UW-Madison School of Education on Bascom Hill


WisContext

School districts across Wisconsin started the 2016-17 school year with unfilled vacancies for teaching jobs. School district administrators in both rural and more heavily populated areas of western Wisconsin said they’re getting far fewer applications for open jobs than before, reported Wisconsin Public Radio. One administrator noted that younger teachers starting their careers tend to move around more, rather than sticking with one school over the long term.

Wisconsin Superintendent of Public Instruction Tony Evers, now in his second term, has also been talking a lot recently about teacher shortages in the state. He turned it up a notch in a Sept. 2, 2016 interview on Wisconsin Public Television’s Here And Now, saying that the issue is “right on cusp of it being a disaster.”

Evers attributes the state’s teacher shortage to a political rhetoric that devalues the profession. But his short-term solution for the vacancies may walk a fine line on feelings of alienation among current and prospective educators.

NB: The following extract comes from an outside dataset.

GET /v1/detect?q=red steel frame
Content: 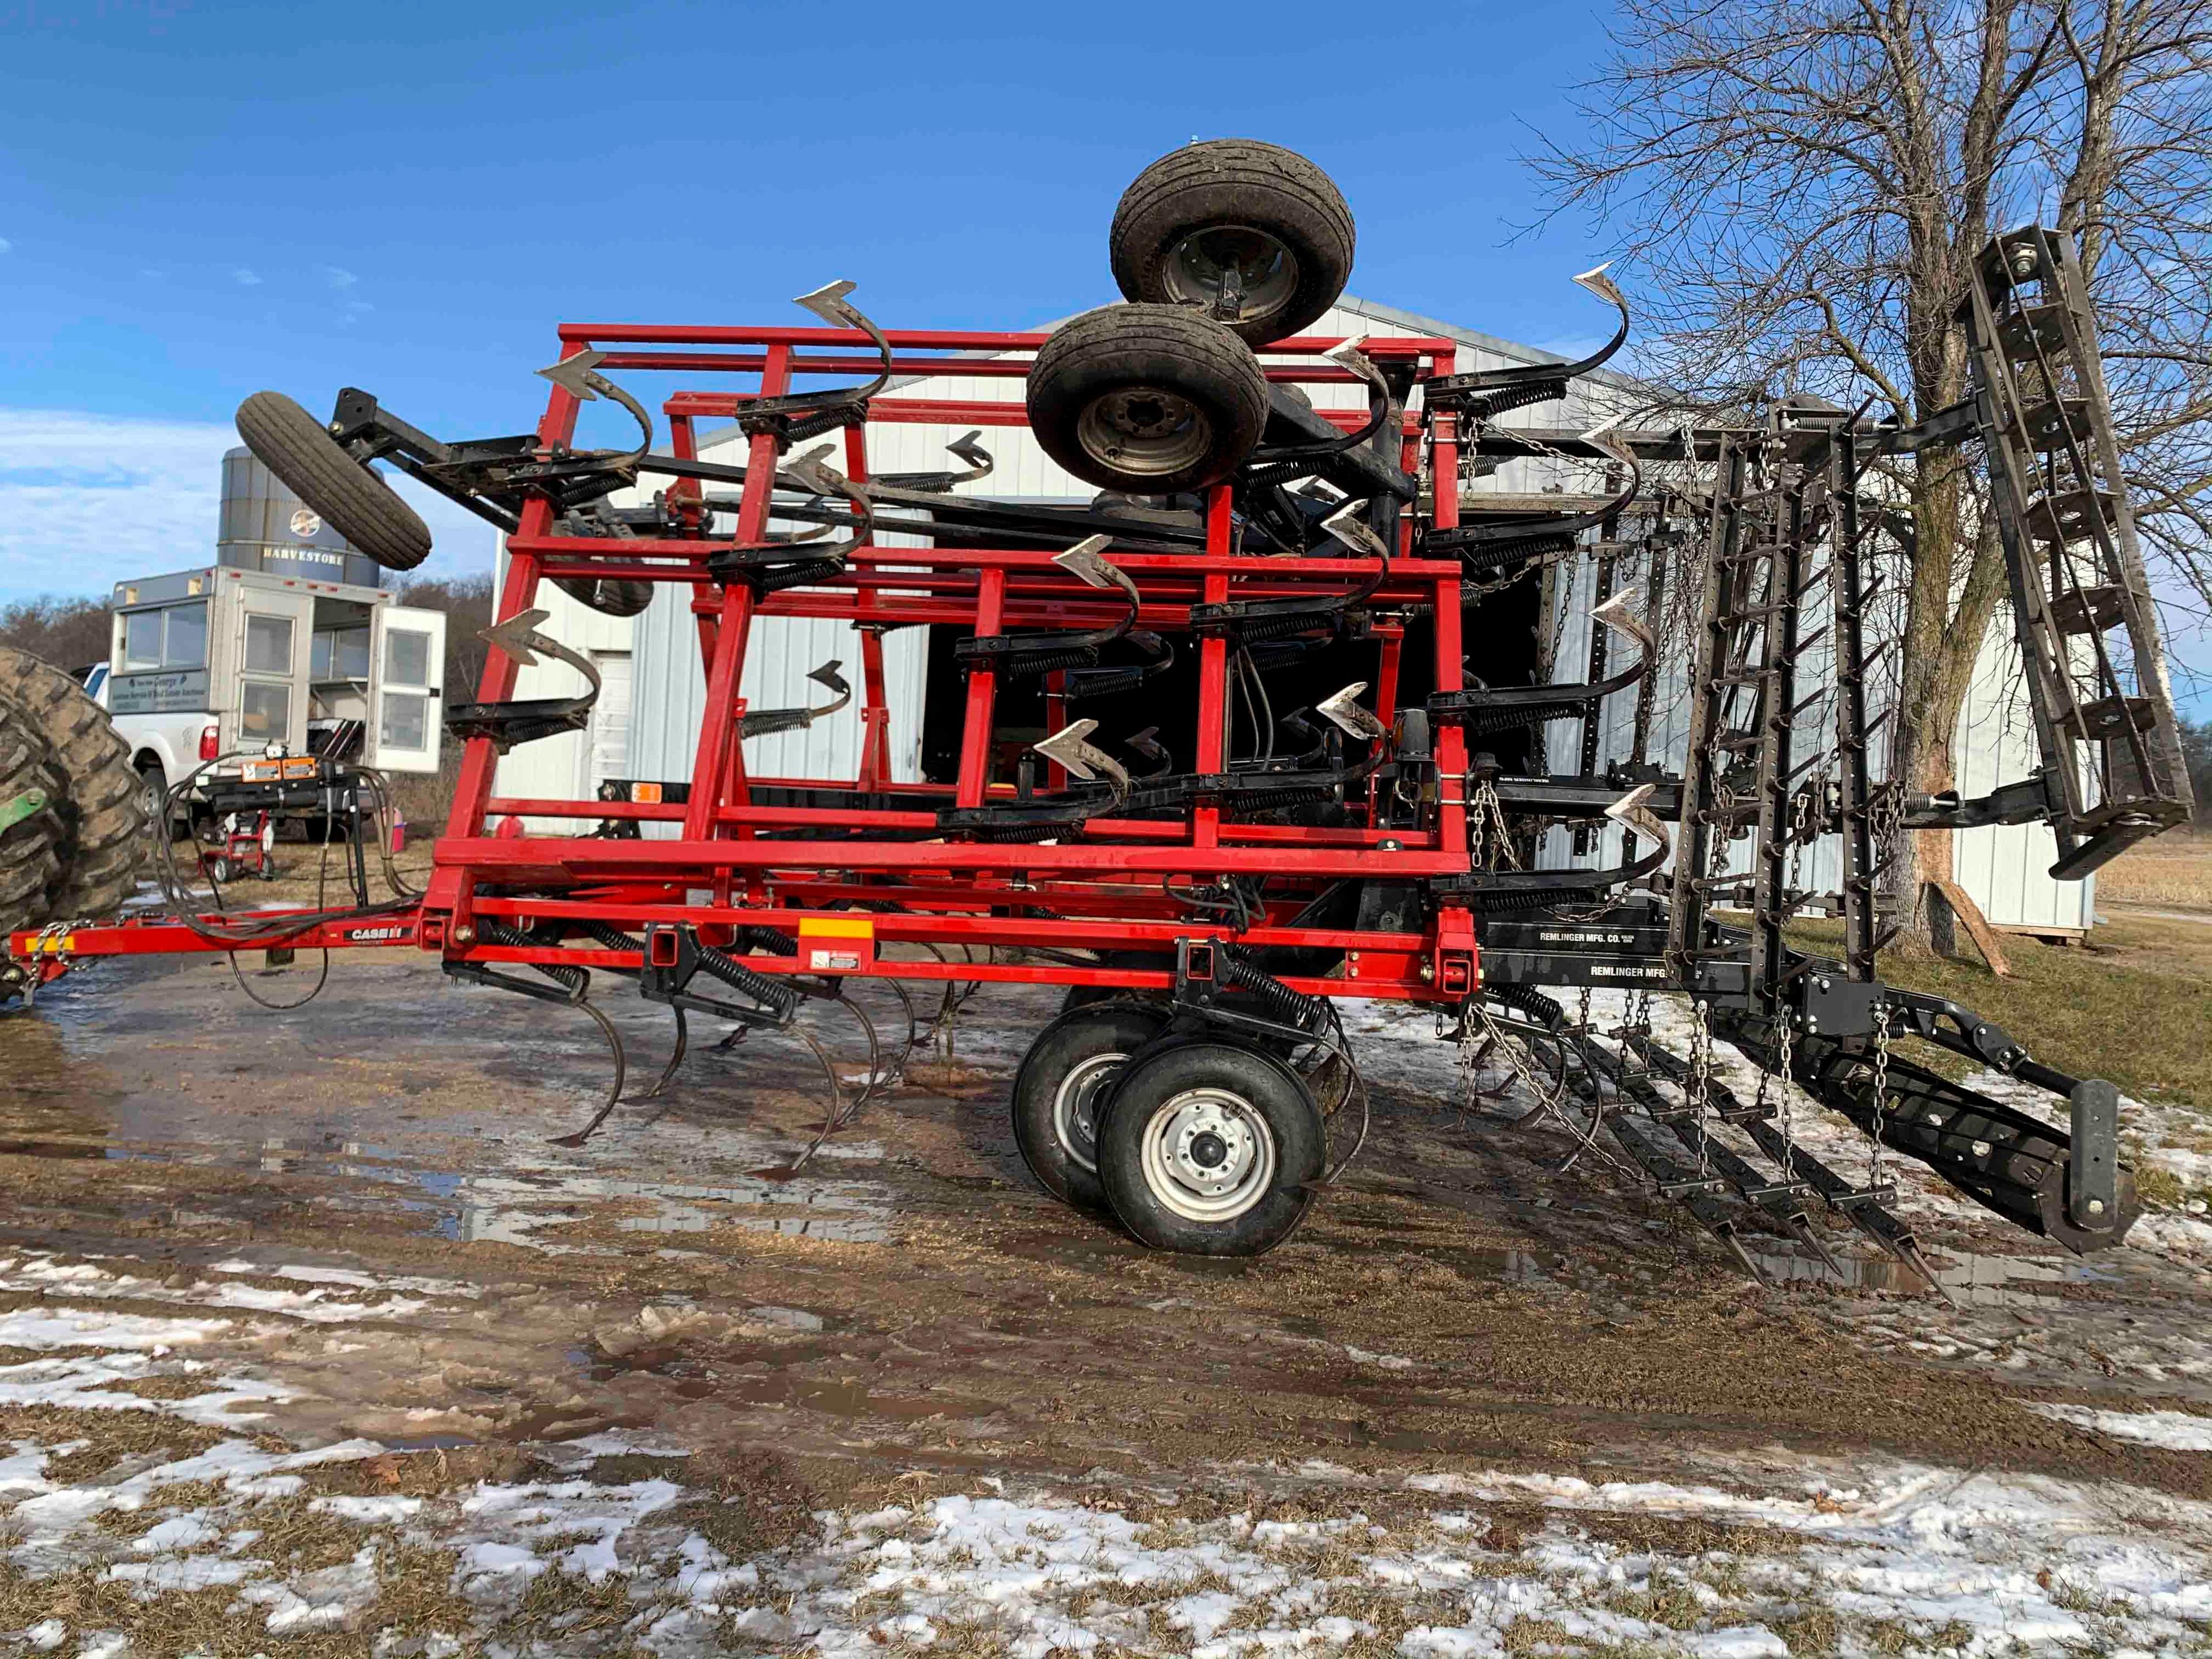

In late August, the state Department of Public Instruction rolled out new licensing rules that make it easier for retired, close-to-retirement, and not fully licensed teachers to stay in classrooms. These changes reduces some professional-development requirements for short-term “emergency” licensees, and extend the length of time a substitute teacher can stay in one teaching assignment.

So far teachers and their advocates haven’t been especially vocal about the changes. The Wisconsin Education Association Council, the state’s largest teachers’ union, issued a statement indicating that it’s “not opposed to the temporary measures” but still calls for long-term solutions. Not a ringing endorsement, but the group doesn’t accuse Evers of making the situation worse.

The DPI’s changes and the relatively calm reception to them may seem a little surprising in light of the fact that Evers and teachers’ unions opposed a 2015 proposal to license teachers based on professional experience outside of teaching. Gov. Scott Walker eventually signed into law a narrowed version of that proposal, allowing people without teaching licenses to teach vocational courses. The difference is that DPI’s new measures may open up licensing, but limits it to people who are still in the traditional pipeline of teacher training and certification.

The number of would-be teachers in that pipeline is shrinking in various places around the United States, including in Wisconsin. More people are leaving the teaching profession and fewer people are entering it in the state, according to a report published by the Milwaukee-based Public Policy Forum. The number of teachers decreased by 2.7 percent between 2010 and 2014 — that’s nearly 1,500 people. Additionally, the number of students graduating from teacher training programs in the state dropped by 7 percent over the same period, with the number of new enrollees shrinking by almost 28 percent.

“The numbers of young people going into our schools of education have declined dramatically,” Evers said on Here And Now. “Rural schools are having trouble finding second-grade teachers.”

To take one example, the University of Wisconsin-Madison School of Education saw a 35 percent decline in undergraduate enrollment between 2000 and 2014, according to its 2015 data digest. It should be noted that the school includes UW-Madison’s art, dance and theatre departments, which account for about 12 percent of its undergrad and graduate students. The art department does include people studying to be art teachers.

Evers also said in his interview that public schools should increase instructional time to help boost the state’s flagging ACT scores and address the achievement gaps they reveal. That means striking a difficult balance.

“We want to make sure we maintain high quality but we want to eliminate any barriers that may be irrational barriers, bureaucratic barriers, to have people get in the classroom,” Evers said. “We’re starting that work now with some emergency rules, but the bottom line is we have to maintain the high quality.”